FAQ — Garantie biennale BTP
Q: La garantie biennale est-elle obligatoire pour tous les artisans BTP ?
R: Oui, elle s'applique de plein droit à tout professionnel de la construction dès lors qu'il réalise des travaux impliquant des éléments d'équipement dissociables. Elle est prévue par l'article 1792-3 du Code civil et ne peut pas être écartée contractuellement.

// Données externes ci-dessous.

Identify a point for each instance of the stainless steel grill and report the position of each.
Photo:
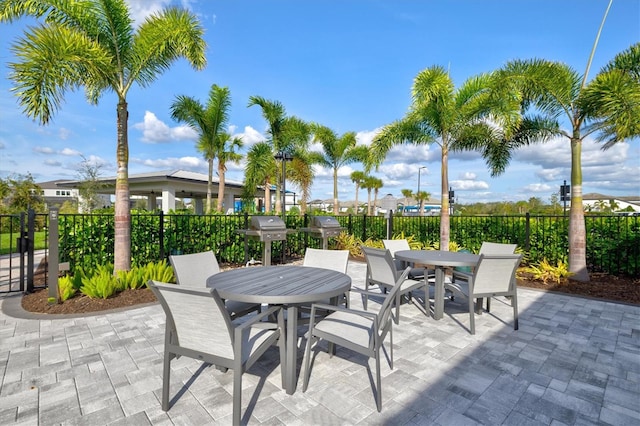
(324, 227)
(266, 229)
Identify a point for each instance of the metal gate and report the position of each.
(18, 258)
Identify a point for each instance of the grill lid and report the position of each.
(324, 222)
(267, 223)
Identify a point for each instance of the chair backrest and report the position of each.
(192, 270)
(497, 248)
(336, 260)
(396, 245)
(385, 309)
(199, 317)
(381, 268)
(494, 273)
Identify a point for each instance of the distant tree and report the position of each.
(93, 44)
(89, 173)
(357, 177)
(337, 151)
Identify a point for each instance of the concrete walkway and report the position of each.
(573, 361)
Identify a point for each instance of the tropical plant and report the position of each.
(337, 151)
(609, 107)
(453, 119)
(210, 123)
(93, 44)
(546, 272)
(357, 178)
(286, 134)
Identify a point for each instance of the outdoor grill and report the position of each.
(324, 227)
(266, 229)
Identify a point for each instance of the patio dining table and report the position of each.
(288, 286)
(441, 260)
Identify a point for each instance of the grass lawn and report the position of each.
(7, 246)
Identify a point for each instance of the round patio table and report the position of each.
(282, 285)
(440, 260)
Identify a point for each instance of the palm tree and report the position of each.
(608, 106)
(358, 178)
(209, 122)
(421, 197)
(376, 184)
(337, 152)
(93, 44)
(453, 119)
(259, 170)
(225, 153)
(285, 134)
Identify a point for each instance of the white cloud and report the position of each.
(538, 187)
(64, 133)
(156, 131)
(70, 152)
(43, 150)
(250, 136)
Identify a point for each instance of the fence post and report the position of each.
(527, 232)
(161, 235)
(52, 258)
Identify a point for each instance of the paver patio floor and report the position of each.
(573, 361)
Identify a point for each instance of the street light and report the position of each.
(284, 157)
(417, 193)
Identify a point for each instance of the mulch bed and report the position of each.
(601, 286)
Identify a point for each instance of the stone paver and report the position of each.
(573, 361)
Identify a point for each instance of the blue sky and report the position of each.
(349, 65)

Contrairement à la décennale, elle ne nécessite pas de souscription d'assurance spécifique obligatoire, mais votre RC Pro peut intervenir selon les contrats.
Q: Un artisan doit-il souscrire une assurance spécifique pour la garantie bon fonctionnement ?

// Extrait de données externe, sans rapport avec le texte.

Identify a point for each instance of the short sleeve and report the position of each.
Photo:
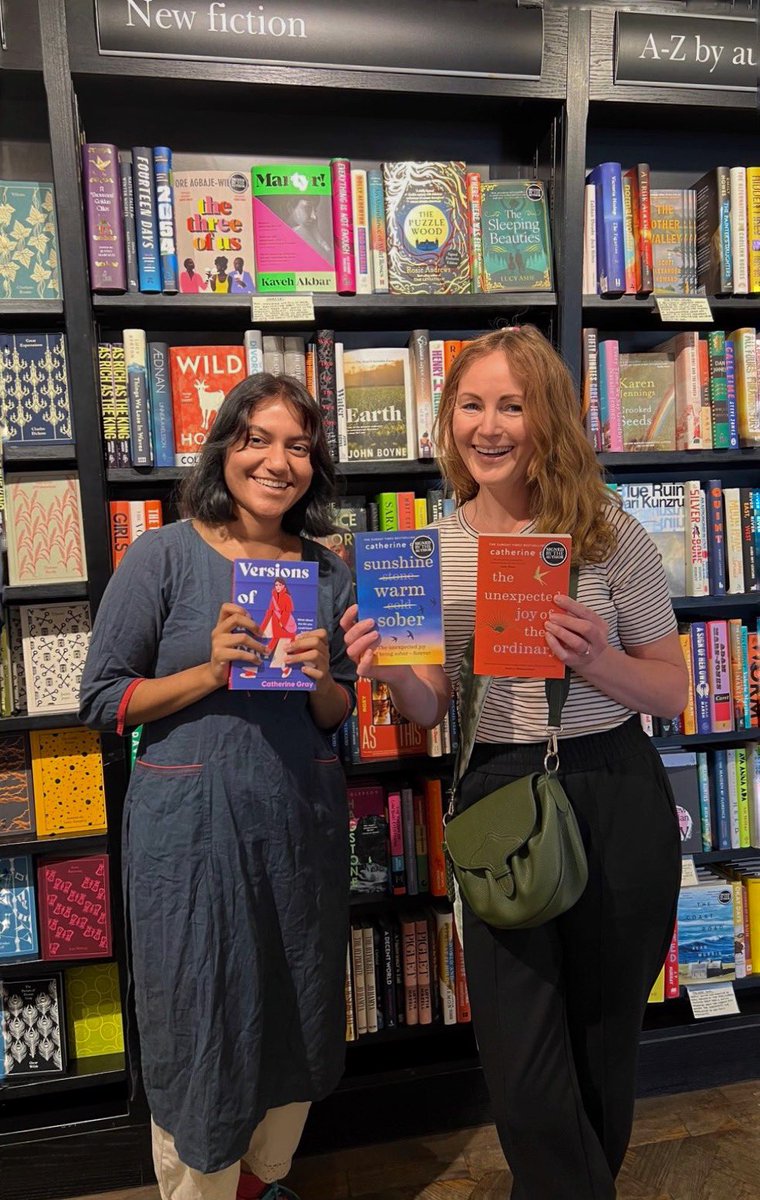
(639, 586)
(126, 633)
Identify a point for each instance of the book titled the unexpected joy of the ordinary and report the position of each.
(281, 598)
(518, 580)
(399, 586)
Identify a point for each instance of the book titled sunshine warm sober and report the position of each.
(518, 580)
(399, 586)
(281, 598)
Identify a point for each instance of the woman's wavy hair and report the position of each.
(566, 483)
(204, 493)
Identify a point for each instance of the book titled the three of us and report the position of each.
(518, 580)
(281, 598)
(399, 586)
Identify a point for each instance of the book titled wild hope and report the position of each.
(399, 586)
(281, 598)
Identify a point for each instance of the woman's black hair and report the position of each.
(203, 493)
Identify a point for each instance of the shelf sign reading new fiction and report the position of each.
(468, 37)
(686, 52)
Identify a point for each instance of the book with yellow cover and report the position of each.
(518, 580)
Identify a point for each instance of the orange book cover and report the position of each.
(201, 378)
(518, 580)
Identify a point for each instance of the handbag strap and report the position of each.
(473, 691)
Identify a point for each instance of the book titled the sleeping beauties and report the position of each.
(399, 586)
(281, 598)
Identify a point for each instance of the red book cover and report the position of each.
(201, 378)
(518, 580)
(383, 732)
(75, 907)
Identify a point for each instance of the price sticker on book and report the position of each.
(281, 309)
(686, 309)
(713, 1000)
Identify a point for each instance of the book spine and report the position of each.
(342, 227)
(127, 213)
(165, 219)
(145, 225)
(161, 417)
(378, 241)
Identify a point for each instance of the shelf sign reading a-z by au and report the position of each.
(686, 52)
(468, 37)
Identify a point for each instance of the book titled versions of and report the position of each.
(281, 598)
(214, 220)
(399, 587)
(29, 255)
(31, 1027)
(426, 226)
(34, 382)
(18, 918)
(293, 227)
(518, 579)
(516, 240)
(201, 378)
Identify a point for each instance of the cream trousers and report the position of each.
(273, 1145)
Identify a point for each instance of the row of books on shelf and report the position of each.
(671, 240)
(707, 535)
(405, 971)
(690, 393)
(54, 909)
(48, 1021)
(161, 223)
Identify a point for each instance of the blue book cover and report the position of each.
(145, 222)
(399, 586)
(29, 253)
(281, 598)
(36, 395)
(165, 216)
(18, 919)
(161, 418)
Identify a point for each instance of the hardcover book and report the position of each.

R: La loi n'impose pas d'assurance obligatoire dédiée à la garantie bon fonctionnement, contrairement à la décennale. Cependant, votre assurance responsabilité civile professionnelle (RC Pro) peut couvrir les sinistres relevant de la biennale. Vérifiez attentivement les clauses de votre contrat : certaines polices excluent les équipements ou fixent des franchises spécifiques.
Q: Que se passe-t-il si le client signale le défaut à J+730 et que vous intervenez après les 2 ans ?

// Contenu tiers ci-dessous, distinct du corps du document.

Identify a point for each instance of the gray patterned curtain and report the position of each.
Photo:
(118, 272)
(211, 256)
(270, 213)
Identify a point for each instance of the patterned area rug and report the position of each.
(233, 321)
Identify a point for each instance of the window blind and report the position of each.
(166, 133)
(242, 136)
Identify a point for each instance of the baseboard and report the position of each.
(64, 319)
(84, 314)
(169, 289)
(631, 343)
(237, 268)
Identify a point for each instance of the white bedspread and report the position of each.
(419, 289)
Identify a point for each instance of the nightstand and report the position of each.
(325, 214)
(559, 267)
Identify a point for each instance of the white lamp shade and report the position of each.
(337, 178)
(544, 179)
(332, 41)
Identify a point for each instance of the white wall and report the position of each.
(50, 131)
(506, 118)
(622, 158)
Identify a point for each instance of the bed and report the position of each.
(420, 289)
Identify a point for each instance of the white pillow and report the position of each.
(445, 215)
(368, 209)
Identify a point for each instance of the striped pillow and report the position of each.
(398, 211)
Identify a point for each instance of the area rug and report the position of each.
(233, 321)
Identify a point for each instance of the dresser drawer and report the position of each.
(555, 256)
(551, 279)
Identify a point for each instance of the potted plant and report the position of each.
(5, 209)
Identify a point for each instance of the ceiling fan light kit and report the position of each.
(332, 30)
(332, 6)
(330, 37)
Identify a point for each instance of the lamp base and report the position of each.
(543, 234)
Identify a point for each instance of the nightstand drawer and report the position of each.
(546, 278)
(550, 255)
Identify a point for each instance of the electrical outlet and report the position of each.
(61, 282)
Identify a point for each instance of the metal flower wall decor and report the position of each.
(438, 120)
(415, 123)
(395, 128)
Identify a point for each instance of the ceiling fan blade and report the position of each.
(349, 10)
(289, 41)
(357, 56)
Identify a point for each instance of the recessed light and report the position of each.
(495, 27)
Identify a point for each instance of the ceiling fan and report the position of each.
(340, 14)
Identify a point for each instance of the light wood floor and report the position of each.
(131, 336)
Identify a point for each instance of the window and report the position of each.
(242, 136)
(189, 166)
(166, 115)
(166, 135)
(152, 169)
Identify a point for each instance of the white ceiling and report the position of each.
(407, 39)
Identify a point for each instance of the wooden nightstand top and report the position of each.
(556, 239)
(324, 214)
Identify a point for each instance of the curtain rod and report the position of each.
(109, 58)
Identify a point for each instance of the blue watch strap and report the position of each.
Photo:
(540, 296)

R: Ce qui compte, c'est la date de la réclamation, pas la date de réparation. Si le client vous a notifié le problème dans le délai de deux ans par lettre recommandée, votre obligation d'intervention subsiste même si les travaux de reprise s'effectuent après l'expiration du délai. En revanche, une réclamation formulée à J+731 est irrecevable au titre de la garantie biennale.
Conclusion : anticipez, documentez, protégez-vous
La garantie biennale BTP n'est pas une contrainte à subir passivement — c'est un cadre légal qui, bien maîtrisé, vous protège autant qu'il protège vos clients. Connaître précisément ce que vous couvrez (et ce que vous ne couvrez pas), formaliser la réception de vos chantiers et conserver une documentation irréprochable : voici les trois réflexes qui font la différence en cas de litige.
En 2026, l'enjeu n'est plus seulement technique — c'est aussi organisationnel. Les artisans qui s'en sortent le mieux sont ceux qui tracent chaque étape de leur activité, du devis initial à la clôture du chantier.